Wine has no problem loading Linux programs in PE format. It doesn't enforce that you actually call any Windows functions and it doesn't stop you making Linux system calls directly.

jchw 4 hours ago | parent [-]

Well yes, but you'd be spawning a wineserver and running wineboot and all kinds of baggage on top, all for the very simple task of mapping and executing a PE binary, and of course you would still wind up needing ELF... for the Wine loader and all of the dependencies that it has (like a libc, though you could maybe use a statically-linked musl or something to try to minimize it.)

Meanwhile the actual process of loading a PE binary is relatively trivial. It's trivial enough that it has been implemented numerous times in different forms by many people. Hell, I've done it numerous times myself, once for game hacking and once in pure Go[1] as a stubborn workaround for another problem.

Importing an entire Wine install, or even putting the effort into stripping Wine down for this purpose, seems silly.

But I suppose the entire premise is a little silly to begin with, so I guess it's not that unreasonable, it's just not what I am imagining. I'm imagining a Linux userland with simply no ELF at all.

[1]: https://github.com/jchv/go-winloader - though it doesn't do linking recursively, since for this particular problem simply calling LoadLibrary is good enough.

saghm 2 hours ago | parent | prev [-]

I recently learned that Windows binaries contain metadata for what version they are (among other things, presumably). I was discussing in-progress work on making a mod manager for a popular game work on Linux with the author of the tool, and they mentioned that one of the things that surprised them was not being able to rely on inspection of a native library used by most mods to determine what version they had installed on Linux like they could on Windows. It had never occurred to them that this wasn't a first-class feature of Linux binary formats, and I was equally surprised to find out that it was a thing on Windows given that I haven't regularly used Windows since before I really had much of a concept of what "metadata in a binary format" would even mean.

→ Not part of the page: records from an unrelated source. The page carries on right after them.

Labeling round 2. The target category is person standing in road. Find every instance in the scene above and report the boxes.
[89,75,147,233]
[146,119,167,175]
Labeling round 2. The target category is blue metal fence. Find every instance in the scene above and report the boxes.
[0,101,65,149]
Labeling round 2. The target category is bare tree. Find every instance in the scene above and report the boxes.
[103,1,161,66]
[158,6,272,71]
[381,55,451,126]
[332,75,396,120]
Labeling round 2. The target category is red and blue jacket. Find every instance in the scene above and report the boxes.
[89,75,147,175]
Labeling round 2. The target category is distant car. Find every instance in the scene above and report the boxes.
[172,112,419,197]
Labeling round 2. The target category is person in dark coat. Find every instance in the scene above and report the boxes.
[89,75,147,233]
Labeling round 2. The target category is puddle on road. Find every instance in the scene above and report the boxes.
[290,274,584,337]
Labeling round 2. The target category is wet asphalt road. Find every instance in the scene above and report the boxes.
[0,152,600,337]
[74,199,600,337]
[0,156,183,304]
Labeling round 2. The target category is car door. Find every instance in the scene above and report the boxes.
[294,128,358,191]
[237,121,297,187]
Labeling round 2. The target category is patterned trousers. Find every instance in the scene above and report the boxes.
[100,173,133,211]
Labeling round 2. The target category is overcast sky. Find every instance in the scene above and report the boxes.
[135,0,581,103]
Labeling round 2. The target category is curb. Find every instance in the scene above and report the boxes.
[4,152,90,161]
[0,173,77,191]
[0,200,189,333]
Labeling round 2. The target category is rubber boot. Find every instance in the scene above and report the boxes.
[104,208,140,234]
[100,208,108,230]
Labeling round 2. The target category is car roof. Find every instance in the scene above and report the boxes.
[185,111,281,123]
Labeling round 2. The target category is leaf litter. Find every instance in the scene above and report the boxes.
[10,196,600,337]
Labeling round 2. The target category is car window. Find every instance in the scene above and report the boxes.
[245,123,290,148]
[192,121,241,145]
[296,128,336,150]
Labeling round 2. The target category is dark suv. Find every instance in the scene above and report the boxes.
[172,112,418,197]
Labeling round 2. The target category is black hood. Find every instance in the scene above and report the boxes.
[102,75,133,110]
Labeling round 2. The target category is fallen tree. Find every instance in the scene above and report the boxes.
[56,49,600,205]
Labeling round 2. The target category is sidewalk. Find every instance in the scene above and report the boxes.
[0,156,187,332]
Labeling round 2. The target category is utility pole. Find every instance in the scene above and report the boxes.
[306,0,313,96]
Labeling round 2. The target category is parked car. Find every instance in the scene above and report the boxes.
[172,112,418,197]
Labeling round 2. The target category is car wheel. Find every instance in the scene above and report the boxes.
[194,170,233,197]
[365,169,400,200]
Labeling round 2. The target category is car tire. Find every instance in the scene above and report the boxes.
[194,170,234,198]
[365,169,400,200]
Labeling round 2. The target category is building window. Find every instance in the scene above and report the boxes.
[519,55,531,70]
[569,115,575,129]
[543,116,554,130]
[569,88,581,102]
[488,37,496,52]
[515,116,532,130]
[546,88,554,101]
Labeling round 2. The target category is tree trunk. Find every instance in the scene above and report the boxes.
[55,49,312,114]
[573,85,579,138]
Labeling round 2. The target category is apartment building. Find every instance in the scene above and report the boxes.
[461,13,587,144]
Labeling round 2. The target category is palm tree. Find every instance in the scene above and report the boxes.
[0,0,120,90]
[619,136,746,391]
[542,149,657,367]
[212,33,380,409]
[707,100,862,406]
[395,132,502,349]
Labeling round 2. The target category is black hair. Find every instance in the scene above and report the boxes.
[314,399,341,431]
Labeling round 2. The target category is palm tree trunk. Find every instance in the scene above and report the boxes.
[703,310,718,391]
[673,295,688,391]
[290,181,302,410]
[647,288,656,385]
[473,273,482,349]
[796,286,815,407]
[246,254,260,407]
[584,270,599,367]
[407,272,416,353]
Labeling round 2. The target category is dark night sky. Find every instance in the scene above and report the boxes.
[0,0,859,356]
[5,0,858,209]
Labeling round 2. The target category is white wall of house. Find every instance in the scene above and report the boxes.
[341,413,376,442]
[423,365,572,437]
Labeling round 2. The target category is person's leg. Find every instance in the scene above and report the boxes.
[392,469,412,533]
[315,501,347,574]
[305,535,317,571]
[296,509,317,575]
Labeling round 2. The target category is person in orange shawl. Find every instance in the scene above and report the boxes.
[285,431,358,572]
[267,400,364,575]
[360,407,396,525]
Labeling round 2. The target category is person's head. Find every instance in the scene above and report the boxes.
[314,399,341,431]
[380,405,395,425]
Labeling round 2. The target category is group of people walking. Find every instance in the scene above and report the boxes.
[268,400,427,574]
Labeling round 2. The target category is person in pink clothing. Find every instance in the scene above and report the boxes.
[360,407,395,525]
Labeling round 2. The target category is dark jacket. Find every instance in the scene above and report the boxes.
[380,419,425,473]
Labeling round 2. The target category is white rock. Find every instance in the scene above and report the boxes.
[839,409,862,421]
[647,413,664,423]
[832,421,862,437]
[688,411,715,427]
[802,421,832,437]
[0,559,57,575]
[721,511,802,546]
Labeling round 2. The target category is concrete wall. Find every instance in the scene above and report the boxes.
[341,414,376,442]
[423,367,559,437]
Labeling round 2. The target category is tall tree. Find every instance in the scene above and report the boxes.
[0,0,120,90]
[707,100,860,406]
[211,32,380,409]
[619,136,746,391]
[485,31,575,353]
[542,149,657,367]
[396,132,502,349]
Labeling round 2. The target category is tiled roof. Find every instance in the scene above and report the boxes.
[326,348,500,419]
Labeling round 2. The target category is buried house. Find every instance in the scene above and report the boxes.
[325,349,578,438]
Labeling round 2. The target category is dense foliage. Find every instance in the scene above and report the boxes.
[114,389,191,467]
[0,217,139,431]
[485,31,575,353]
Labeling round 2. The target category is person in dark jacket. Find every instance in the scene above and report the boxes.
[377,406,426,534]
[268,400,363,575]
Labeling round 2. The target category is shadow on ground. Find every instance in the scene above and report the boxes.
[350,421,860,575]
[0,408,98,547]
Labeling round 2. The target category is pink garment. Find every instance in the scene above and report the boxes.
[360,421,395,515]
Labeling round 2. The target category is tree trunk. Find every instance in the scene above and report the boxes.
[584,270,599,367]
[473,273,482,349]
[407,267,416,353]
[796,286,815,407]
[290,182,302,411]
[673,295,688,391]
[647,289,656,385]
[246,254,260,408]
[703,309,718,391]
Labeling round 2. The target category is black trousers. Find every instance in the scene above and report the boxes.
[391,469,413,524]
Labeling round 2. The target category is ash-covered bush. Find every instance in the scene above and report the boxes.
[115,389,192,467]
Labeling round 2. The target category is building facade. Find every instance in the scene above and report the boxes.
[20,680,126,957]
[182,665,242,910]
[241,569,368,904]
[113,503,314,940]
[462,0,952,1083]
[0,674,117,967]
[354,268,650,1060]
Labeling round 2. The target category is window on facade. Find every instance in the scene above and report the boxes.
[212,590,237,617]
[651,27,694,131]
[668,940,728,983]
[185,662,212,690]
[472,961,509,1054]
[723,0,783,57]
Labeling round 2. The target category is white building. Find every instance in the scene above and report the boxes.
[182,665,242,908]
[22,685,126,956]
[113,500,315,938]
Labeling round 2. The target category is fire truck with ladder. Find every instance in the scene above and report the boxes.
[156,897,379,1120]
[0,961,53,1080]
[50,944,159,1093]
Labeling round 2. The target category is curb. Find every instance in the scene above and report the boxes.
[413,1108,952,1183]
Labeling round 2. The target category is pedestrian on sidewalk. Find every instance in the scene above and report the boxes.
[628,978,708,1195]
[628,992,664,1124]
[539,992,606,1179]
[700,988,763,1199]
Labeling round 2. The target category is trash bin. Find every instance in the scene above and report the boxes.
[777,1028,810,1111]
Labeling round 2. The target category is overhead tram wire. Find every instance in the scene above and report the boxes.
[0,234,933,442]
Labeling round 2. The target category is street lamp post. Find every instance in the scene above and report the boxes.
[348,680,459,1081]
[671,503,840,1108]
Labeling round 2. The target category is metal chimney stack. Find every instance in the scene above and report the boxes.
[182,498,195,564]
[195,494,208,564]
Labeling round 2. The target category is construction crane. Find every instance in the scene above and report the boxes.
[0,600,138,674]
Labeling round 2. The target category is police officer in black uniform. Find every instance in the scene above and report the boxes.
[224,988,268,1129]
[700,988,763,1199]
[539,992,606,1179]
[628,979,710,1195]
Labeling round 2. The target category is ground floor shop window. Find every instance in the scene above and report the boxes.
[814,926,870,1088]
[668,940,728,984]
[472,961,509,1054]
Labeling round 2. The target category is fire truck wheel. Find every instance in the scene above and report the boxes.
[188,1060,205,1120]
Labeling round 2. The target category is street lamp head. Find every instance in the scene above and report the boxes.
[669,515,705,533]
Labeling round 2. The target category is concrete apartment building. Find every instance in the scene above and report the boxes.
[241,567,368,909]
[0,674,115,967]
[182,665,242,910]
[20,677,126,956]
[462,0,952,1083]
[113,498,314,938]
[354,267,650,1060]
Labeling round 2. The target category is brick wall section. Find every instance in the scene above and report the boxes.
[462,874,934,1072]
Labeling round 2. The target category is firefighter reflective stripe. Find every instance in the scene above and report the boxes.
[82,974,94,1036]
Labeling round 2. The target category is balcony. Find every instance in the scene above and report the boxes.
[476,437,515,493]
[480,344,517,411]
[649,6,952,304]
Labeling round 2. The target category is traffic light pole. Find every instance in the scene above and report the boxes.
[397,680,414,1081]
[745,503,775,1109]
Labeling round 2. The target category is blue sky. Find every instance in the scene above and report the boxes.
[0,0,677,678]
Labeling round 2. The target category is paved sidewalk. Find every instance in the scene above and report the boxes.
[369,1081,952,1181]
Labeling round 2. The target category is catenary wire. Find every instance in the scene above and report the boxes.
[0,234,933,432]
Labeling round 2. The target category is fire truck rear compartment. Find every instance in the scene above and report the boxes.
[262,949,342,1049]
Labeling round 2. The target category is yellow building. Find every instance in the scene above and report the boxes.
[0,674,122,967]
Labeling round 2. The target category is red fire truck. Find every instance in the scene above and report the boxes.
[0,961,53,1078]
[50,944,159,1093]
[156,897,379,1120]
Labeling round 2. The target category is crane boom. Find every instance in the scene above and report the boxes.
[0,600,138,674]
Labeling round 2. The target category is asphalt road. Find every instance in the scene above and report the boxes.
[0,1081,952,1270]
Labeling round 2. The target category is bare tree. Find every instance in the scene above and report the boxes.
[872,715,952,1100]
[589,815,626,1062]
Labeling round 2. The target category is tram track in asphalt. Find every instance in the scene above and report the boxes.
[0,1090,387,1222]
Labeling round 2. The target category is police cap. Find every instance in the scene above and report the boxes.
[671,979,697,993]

1718627440 14 minutes ago | parent [-]

Are you talking about the "Linux version" it targets or the version of the library? If its the latter, then it is the case, that versioning works per symbol instead of per library, so that a newer library can still contain the old symbols. If you want the latest version a library implements, you could search all symbols and look for the newest symbol version.

If you want it the other way around you could look at the newest symbol the library wants.